Cueing effects persist after controlling for head position biases. (A) Head position and orientation were monitored for each bird on each trial. Lateral displacement (Δ) and yaw (θ) of the head relative to the vertical plane perpendicular to the display and passing through the zeroing cross. The red annulus represents the side of the cue. (B) Psychometric functions of percent correct without (gray) or with (red) the spatial cue, as a function of relative target strength, after excluding trials in which the head was in a biased position (population data). Solid lines are the cumulative Gaussian fits. Dashed lines are the fits based on the entire dataset (repeated from Fig. 1F). Other conventions are the same as in Fig. 1F. (C) Same as in B, but for response times. Other conventions are as in Fig. 1G. (D) Same as in B, but for percent correct with valid (red) and invalid (blue) cueing. Other conventions are as in Fig. 4B. (E) Same as in D, but for response times. Other conventions are as in Fig. 4C.

On cued trials, the cue predicted the side of the upcoming target stimulus with high validity. Nevertheless, in the majority of cued trials (which were interleaved with uncued trials), the distribution of head positions largely overlapped those in uncued trials (Fig. S6, green).

In a subset of cued trials, however, a clear head position bias was observed (Fig. S6, red vs. gray): The head was translated up to several millimeters toward the side of the cue (Fig. 5A; Δ) and the beak direction was simultaneously counterrotated away from the cue and back toward the zeroing cross (Fig. 5A; θ). The most obvious explanation for this unexpected, counterrotation of the head away from the side of the cue, specifically on these trials, was that the bird was maintaining binocular fixation of the zeroing cross while displacing its head toward the side of the cue. The same behavior was observed in all tested birds.

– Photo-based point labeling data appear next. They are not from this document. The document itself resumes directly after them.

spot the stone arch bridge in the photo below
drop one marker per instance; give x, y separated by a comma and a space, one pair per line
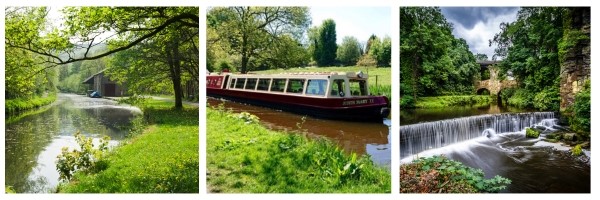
493, 84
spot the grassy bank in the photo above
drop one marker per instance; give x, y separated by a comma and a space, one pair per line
22, 104
445, 101
439, 174
162, 158
245, 157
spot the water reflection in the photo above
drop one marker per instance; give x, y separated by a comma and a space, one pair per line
33, 142
362, 138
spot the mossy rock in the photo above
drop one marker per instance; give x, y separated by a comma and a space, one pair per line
576, 151
531, 133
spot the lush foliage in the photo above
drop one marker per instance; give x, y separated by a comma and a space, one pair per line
164, 158
26, 74
349, 51
85, 159
247, 157
581, 119
433, 61
256, 37
445, 101
323, 40
439, 174
380, 50
533, 48
21, 104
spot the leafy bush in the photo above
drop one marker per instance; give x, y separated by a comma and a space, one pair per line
407, 101
547, 99
531, 133
444, 101
520, 98
580, 122
439, 174
367, 61
21, 104
85, 159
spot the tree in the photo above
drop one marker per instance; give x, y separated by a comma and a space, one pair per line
325, 46
88, 27
381, 50
369, 43
25, 73
529, 48
481, 57
349, 52
250, 32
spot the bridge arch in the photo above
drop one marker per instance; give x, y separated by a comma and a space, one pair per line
483, 91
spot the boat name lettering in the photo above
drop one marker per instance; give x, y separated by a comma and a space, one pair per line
357, 102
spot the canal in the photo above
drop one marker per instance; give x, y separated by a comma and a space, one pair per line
493, 139
33, 142
359, 137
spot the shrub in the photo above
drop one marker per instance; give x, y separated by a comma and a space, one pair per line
520, 98
439, 174
580, 122
547, 99
86, 159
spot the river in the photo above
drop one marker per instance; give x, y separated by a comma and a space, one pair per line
34, 141
359, 137
493, 139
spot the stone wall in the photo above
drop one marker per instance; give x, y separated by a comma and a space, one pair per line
575, 69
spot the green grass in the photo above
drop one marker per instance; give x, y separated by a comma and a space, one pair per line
245, 157
163, 158
446, 101
22, 104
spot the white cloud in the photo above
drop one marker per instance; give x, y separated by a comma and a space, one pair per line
478, 37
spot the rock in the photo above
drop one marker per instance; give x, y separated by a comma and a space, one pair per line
569, 137
540, 128
585, 145
531, 133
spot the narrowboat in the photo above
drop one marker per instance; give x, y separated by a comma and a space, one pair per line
331, 95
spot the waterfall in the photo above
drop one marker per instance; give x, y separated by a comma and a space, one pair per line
416, 138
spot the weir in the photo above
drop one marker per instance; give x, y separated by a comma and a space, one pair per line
416, 138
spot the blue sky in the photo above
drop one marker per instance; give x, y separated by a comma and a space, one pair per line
477, 25
360, 22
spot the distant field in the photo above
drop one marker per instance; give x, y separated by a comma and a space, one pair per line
383, 74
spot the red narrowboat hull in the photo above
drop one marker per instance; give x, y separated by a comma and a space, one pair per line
371, 108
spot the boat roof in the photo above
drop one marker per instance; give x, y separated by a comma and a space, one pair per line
359, 74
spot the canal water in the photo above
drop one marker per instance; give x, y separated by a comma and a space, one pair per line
361, 138
33, 142
495, 142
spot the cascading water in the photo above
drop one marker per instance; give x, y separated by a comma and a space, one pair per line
416, 138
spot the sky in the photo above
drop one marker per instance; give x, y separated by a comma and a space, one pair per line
478, 25
360, 22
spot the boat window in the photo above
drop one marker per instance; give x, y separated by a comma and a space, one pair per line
240, 83
337, 88
358, 87
250, 84
232, 83
295, 86
263, 84
316, 87
278, 85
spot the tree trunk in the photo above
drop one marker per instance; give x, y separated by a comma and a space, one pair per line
175, 73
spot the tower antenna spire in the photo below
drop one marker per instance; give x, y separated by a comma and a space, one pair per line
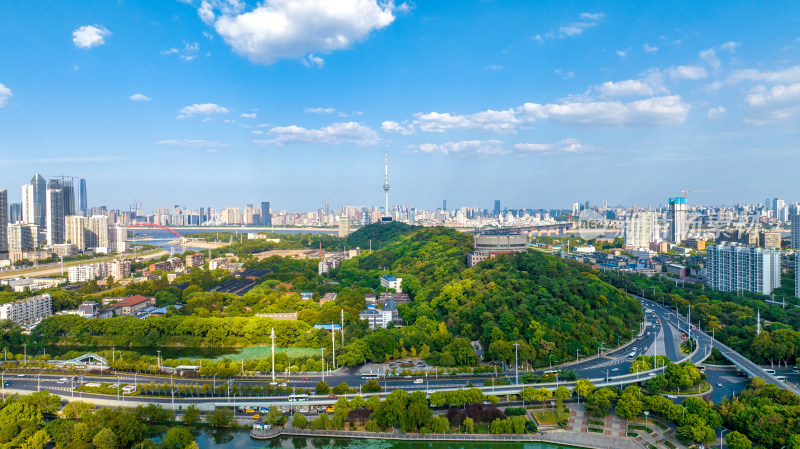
386, 185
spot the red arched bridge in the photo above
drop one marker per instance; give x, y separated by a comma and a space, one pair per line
153, 225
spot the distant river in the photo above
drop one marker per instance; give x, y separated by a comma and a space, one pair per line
239, 439
160, 237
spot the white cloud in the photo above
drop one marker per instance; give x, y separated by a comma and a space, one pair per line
394, 127
646, 47
89, 36
319, 110
139, 97
565, 146
687, 72
465, 148
592, 16
292, 29
202, 109
710, 56
789, 75
715, 113
334, 134
199, 143
488, 121
565, 75
776, 103
731, 46
612, 89
313, 61
189, 52
5, 94
655, 111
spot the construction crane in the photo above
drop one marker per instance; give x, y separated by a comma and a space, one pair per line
687, 192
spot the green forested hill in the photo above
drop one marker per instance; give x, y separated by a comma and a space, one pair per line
549, 306
380, 234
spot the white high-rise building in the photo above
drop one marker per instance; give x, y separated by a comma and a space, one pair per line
734, 267
795, 238
97, 232
118, 239
28, 204
22, 237
3, 220
75, 231
54, 206
640, 230
678, 216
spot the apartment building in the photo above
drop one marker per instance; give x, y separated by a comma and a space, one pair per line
735, 267
29, 311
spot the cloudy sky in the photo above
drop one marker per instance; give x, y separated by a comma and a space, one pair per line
538, 104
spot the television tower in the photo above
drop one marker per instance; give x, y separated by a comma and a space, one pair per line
386, 185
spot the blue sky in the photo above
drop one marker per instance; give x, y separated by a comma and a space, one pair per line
538, 104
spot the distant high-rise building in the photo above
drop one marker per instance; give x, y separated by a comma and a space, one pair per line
22, 237
39, 186
84, 203
75, 227
266, 214
733, 268
28, 204
15, 212
640, 230
67, 193
97, 235
54, 206
678, 216
3, 220
796, 232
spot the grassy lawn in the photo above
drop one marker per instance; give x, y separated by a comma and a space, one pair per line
702, 388
550, 417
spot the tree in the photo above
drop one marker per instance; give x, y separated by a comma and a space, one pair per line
299, 421
584, 387
736, 440
322, 387
178, 438
221, 417
562, 393
105, 439
191, 415
37, 441
371, 386
469, 425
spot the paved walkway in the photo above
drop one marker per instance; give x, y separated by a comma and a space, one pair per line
615, 427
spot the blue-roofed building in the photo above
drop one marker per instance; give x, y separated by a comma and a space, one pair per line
392, 282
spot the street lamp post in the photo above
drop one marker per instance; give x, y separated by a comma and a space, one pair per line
172, 390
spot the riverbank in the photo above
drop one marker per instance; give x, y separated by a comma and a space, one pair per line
576, 439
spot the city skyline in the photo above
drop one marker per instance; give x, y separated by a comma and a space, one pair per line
167, 103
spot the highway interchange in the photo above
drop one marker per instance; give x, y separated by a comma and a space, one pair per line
661, 335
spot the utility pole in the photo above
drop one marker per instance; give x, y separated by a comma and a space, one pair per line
273, 354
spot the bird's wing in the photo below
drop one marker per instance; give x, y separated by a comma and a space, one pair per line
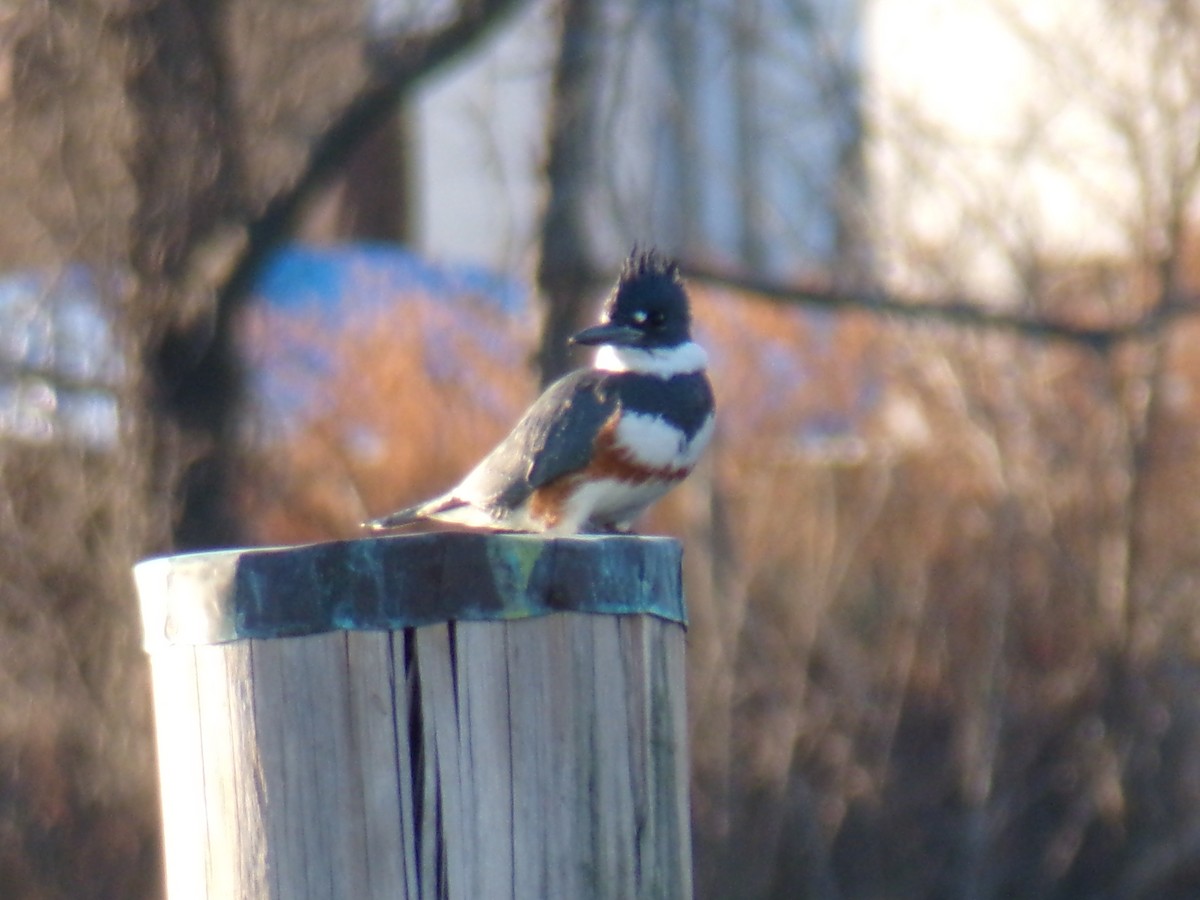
553, 437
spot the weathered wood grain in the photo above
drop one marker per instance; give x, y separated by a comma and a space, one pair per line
522, 757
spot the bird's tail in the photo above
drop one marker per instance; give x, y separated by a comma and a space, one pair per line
395, 520
408, 515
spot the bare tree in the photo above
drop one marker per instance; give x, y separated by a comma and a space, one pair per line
160, 149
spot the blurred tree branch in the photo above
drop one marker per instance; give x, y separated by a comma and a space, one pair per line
396, 61
953, 311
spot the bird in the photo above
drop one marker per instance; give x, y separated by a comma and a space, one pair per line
606, 441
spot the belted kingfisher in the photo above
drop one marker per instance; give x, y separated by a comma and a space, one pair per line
601, 443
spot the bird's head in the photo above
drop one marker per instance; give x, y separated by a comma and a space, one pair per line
647, 310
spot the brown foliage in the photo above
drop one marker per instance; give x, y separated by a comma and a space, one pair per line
943, 646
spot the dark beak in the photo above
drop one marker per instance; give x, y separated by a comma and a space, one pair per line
618, 335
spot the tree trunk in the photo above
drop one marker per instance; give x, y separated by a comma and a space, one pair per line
153, 151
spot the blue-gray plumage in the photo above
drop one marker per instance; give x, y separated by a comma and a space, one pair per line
600, 444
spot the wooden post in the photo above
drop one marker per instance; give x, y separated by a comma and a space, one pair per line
405, 718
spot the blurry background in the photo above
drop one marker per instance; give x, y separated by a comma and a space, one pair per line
268, 267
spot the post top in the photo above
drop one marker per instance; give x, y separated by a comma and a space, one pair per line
403, 581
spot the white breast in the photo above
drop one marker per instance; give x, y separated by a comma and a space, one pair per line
654, 443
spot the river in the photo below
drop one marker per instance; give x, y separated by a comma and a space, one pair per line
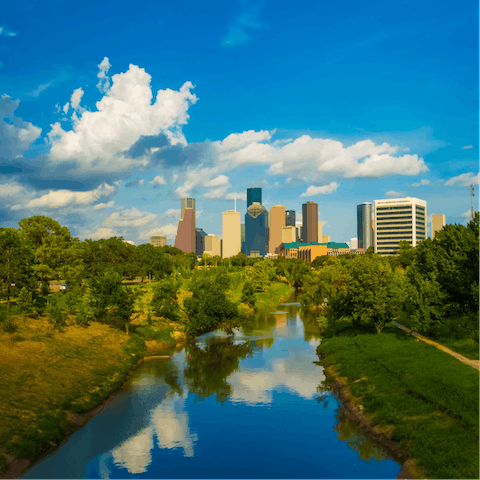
252, 405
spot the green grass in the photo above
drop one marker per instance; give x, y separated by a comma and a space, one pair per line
430, 397
453, 334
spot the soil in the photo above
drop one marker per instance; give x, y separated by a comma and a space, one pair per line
354, 411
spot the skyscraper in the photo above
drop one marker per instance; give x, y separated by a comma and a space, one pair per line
290, 218
256, 223
399, 219
254, 194
231, 233
276, 222
364, 227
185, 239
438, 222
310, 222
187, 203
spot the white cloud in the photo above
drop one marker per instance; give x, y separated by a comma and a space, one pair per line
130, 218
158, 180
104, 81
169, 231
323, 190
98, 139
62, 198
217, 181
173, 212
463, 180
394, 194
102, 206
421, 183
76, 98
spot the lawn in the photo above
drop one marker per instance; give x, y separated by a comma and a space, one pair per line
428, 398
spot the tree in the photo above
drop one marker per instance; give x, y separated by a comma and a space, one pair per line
165, 298
25, 302
50, 243
16, 261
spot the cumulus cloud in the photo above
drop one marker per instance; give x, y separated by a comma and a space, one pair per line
55, 199
102, 206
463, 180
157, 181
104, 81
394, 194
129, 218
422, 183
99, 139
322, 190
135, 183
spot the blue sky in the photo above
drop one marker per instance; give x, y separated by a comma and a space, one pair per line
112, 111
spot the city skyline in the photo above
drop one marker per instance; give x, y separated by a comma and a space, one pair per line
105, 135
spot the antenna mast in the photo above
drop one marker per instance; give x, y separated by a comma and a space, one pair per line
472, 194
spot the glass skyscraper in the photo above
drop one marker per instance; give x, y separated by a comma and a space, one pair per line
290, 218
254, 194
256, 224
364, 225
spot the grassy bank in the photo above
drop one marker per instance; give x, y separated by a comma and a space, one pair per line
452, 333
418, 396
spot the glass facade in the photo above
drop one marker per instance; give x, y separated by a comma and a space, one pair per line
254, 194
256, 224
290, 218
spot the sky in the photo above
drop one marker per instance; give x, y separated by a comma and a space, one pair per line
113, 111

This overt movement strategy may have conferred some performance advantage on cued relative to uncued or invalidly cued trials. First, this motor strategy may have allowed faster response times. Second, it increased (by up to 0.5° for the 95th percentile of head displacement deviations) the size of the 2° target dot on the retina on the side of the cue. To control for these potential effects of overt differences, we reanalyzed the data after selecting specifically for trials with matching values of head Δ and θ (tolerance: Δ = ±0.5 mm; θ = ±1°) across cued and uncued conditions (Fig. S6, green; for details, see SI Methods). Due to the stringency of this matching process, >50% of trials were eliminated from the analysis.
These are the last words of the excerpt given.